Maybe it’s because business owners pay their slav… employees starvation wages instead of the whole “they’re just a bunch of deadbeats” position you Trumptards automatically take because of course you do.

    CommoChief in reply to cgray451. | June 4, 2021 at 5:53 pm

    cgray,

    Any prudent employer pays employees in direct proportion to the amount of skill and productivity each employee demonstrates. The rate of compensation is further impacted by the costs or lack of costs in replacing that employee.

    So a higher skilled and productive employee will almost always be compensated higher than a low skill, no skill or otherwise less productive employee. This is equally true for public sector employees as well as private sector.

    Did you have any specific proposals to offer or, did you intend to yet again, simply hurl nonsense and insults?

      CommoChief: Any prudent employer pays employees in direct proportion to the amount of skill and productivity each employee demonstrates.
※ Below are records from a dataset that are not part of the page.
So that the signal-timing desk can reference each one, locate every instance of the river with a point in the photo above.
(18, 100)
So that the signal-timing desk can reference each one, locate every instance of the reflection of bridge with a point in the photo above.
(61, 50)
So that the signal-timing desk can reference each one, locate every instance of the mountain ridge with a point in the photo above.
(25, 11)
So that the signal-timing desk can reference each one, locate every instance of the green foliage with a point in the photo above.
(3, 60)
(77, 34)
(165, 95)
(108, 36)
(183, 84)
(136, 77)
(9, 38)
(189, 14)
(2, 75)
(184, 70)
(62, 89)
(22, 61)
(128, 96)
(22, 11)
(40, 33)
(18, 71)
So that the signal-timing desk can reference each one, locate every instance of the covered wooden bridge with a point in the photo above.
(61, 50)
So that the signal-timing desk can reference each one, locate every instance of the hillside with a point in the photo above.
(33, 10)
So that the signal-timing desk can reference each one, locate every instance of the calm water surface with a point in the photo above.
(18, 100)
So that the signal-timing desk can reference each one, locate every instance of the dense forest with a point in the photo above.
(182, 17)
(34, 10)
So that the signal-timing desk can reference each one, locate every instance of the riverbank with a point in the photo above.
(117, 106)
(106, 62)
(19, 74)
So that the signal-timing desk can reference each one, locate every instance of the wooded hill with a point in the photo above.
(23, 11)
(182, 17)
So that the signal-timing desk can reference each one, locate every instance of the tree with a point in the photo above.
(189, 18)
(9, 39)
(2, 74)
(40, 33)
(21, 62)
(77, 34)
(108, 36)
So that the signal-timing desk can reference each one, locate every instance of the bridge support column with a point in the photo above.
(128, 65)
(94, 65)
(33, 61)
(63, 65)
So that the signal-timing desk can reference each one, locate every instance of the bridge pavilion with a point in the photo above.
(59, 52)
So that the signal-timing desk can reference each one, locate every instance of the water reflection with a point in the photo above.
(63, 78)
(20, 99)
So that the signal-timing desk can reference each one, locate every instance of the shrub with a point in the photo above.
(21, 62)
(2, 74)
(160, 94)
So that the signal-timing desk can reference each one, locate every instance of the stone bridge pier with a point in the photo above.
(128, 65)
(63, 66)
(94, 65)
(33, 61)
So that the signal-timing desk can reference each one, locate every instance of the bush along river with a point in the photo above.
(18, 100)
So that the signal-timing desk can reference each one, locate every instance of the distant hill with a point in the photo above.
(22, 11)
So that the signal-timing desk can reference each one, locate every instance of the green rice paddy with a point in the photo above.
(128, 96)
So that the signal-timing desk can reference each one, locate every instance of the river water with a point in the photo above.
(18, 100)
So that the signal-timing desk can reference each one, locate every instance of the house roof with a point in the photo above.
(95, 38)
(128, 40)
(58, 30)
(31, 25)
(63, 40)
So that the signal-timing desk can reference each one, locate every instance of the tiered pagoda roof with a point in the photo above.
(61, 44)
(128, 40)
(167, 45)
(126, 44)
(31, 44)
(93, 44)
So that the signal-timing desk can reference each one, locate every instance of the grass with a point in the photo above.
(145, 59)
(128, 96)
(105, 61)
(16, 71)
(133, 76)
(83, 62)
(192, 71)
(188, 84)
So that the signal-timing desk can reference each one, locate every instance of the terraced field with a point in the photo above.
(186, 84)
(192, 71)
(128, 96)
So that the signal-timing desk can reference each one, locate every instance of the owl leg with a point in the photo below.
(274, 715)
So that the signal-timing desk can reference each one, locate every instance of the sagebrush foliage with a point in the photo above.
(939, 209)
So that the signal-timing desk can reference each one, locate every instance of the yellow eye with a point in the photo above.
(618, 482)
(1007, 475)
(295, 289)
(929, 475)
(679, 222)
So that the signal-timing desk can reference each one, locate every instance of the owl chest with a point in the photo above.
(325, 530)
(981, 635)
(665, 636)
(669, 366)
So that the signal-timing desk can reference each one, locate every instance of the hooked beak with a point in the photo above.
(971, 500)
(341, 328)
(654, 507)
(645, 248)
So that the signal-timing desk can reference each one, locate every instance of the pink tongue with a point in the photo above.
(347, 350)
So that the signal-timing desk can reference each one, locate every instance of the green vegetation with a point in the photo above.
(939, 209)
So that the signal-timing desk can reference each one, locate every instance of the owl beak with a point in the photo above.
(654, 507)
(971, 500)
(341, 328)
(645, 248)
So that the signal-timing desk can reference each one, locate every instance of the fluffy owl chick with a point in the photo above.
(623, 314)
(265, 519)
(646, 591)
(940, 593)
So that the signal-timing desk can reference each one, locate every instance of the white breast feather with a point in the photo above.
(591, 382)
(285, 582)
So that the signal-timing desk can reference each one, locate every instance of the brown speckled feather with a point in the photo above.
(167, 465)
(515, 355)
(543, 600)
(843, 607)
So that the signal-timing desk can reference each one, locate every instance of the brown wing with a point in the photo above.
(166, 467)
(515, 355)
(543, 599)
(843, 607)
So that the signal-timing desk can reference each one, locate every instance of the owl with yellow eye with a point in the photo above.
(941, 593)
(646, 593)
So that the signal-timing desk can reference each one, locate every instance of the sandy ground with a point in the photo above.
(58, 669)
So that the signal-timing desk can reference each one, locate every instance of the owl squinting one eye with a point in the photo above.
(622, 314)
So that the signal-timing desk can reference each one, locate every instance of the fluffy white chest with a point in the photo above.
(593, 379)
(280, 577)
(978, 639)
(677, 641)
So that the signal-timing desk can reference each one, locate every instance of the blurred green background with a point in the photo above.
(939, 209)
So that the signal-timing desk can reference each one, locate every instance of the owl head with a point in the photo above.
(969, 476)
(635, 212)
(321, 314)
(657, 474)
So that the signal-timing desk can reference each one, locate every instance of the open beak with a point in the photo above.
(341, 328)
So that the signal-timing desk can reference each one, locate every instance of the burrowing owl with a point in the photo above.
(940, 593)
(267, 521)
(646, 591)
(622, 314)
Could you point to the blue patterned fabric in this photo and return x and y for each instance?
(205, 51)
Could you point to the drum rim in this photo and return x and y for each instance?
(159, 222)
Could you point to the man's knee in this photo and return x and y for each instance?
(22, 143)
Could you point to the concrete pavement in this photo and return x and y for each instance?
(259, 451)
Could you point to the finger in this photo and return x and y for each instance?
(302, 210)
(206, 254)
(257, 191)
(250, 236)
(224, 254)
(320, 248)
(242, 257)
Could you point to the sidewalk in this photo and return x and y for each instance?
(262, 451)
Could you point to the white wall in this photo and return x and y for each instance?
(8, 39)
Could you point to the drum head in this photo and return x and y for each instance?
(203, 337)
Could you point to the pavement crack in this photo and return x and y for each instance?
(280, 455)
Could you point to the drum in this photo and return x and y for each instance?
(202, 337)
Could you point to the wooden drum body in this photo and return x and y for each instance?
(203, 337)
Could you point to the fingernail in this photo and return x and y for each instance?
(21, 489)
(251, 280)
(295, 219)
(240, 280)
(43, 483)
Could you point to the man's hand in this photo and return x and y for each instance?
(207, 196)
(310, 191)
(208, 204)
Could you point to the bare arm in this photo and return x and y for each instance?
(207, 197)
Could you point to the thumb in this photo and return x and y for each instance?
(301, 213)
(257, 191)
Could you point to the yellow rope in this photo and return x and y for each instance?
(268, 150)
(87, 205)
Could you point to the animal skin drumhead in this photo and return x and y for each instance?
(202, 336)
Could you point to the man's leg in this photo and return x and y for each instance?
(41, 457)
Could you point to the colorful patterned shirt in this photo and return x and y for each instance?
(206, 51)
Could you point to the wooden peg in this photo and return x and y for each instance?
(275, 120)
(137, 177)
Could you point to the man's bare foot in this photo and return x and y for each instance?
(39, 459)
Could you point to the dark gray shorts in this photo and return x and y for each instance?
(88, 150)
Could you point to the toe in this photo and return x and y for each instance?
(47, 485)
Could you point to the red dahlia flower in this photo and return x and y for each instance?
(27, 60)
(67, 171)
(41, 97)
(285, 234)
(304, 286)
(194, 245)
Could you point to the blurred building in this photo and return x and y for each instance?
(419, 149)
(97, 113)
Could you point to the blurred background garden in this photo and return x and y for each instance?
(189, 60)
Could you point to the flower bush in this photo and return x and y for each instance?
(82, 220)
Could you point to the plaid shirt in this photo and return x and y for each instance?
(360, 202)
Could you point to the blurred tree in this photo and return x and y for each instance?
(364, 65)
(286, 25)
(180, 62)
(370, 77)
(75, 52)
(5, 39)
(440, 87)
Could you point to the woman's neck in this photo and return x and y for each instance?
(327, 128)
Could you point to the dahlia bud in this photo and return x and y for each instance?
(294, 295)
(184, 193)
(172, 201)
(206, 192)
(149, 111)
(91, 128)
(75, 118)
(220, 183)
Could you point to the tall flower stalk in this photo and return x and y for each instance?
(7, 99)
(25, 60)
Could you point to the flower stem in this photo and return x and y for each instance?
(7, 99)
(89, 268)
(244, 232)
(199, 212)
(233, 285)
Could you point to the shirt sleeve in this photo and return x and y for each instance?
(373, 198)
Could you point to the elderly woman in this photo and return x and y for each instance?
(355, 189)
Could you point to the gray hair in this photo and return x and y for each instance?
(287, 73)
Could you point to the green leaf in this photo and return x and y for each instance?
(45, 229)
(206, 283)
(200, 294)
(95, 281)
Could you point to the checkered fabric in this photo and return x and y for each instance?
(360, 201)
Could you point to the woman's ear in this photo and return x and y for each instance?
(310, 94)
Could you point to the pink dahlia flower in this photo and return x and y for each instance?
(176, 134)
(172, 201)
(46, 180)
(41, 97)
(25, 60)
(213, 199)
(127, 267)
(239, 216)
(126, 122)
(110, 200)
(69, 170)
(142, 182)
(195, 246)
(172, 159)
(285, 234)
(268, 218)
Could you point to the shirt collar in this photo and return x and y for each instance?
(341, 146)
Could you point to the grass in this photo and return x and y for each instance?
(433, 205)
      Actually, employers pay as little as possible to hire from the pool of workers with the necessary skills. If employers paid based on productivity, then worker pay would have increased much more than it has over the last few decades.

    Paddy M in reply to cgray451. | June 4, 2021 at 6:36 pm

    You should learn some skills, Chuckles. No need to project your many inadequacies at LI.

This is what happens when you have dementia-ridden, communist pedophile retard in office.

“The unemployment rate for adult women and adult men hardly changed in May. Men’s rate is 5.9%, and women’s rate is 5.4%.”
Wait, the media was telling me women were being hit hardest by the down economy.